Просчитал ли все это Гришин, пока сидел в зрительном зале, но единение с Шелепиным даже по самому незначительному поводу (а запрещение пьесы у нас вообще ни за что не считалось) ни славы, ни очков ему не прибавило бы.

Когда спектакль кончился, я увидел совершенно потерянного человека. Поднялись в кабинет Любимова, шли, как на собственные похороны. Мы думали, сразу уедет. Не уехал. Вошли. Стоим. Долгая пауза.

— Так что же, мне теперь в свою машину не садиться? — спросил он голосом тихим и как бы даже болезненным.

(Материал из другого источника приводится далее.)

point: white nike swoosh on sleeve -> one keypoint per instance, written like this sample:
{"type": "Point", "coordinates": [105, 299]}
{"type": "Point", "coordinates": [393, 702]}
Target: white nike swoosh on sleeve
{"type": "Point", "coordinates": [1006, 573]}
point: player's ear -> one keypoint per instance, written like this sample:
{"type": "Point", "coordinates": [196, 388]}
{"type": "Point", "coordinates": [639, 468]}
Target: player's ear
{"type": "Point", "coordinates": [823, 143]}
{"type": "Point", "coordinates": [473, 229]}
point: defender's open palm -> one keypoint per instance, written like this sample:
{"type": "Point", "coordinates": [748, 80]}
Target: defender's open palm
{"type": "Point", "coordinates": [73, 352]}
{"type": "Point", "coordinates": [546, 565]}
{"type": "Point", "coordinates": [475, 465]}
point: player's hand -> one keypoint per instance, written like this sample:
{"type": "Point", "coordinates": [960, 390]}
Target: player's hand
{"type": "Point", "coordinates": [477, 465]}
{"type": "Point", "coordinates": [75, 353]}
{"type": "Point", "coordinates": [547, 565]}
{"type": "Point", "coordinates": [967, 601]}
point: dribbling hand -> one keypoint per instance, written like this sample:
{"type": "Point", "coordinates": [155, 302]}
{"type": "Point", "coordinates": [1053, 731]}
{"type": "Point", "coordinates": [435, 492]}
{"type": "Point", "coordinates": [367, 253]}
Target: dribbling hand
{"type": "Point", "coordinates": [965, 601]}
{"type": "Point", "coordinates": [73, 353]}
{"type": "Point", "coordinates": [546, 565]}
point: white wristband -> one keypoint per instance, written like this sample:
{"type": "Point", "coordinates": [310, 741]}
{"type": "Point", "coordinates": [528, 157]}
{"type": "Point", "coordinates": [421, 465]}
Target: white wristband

Тут надо пояснить, иначе смысл этих слов и глубина обиды останутся не поняты. Пьеса заканчивается тем, что на обратном пути в столицу самолет едва не потерпел аварию, сел где-то во глубине России. И вот, не вполне осознав случившееся, в некоем потрясении председатель комиссии привычно распоряжается: «Значит, так: за мной машина прибудет. За вами — тоже. А вы тогда возьмите с собой в машину…» И только когда ему шепнули на ухо, что они не в Москве, за всеми выслан автобус, он вдруг поумнел: «А? Тогда — на общих основаниях. На общих основаниях…» Вот к этому и относились с тихой горечью и обидой сказанные слова: «Так что же, мне теперь в свою машину не садиться?» И все услышали бурное дыхание супруги. Да что вы, совсем не то имелось в виду, садитесь, садитесь… Ох!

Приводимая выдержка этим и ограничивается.